Harvey: Capitalism is a dynamic system, constantly developing new technologies and ways of organizing production to make a profit. However, capitalism is prone to periodic crises of profitability(the 1970s), and these produce major changes. These changes brought some cultural characteristics of postmodernity, such as diversity and choice. The crisis gave rise to a new regime of accumulation called flexible accumulation or post-Fordism.

Flexible accumulation – involves the use of ICT, an expanded service, job insecurity and the requirement for workers to be ‘flexible’ to fit their employer’s needs. It also brought changes in consumption. Cultural products such as fashion, music and computer games have become an important source of profit.

Harvey & Jameson argue that flexible accumulation has brought political changes characteristic of postmodernity. It has weakened the w/c and socialist movements. In their place, various oppositional movements have emerged, such as environmentalism, women’s liberation, anti-racism and so on.

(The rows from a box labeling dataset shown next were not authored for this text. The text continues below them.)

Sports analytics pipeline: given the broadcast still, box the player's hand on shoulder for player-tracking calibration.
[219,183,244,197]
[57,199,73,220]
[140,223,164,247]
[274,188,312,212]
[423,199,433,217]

Harvey & Jameson are hopeful that these new movements can form a ‘rainbow alliance’ to bring about change.

Thus, Marxist theorists of postmodernity agree with postmodernists that we have moved away from modernity to postmodernity. However, Best and Kellner note, they differ from postmodernists in two ways:

1.They retain a faith in Marxist theory as a means of explaining these changes. 2.They argue that the goal of the Enlightenment Project to change society for the better can still be achieved.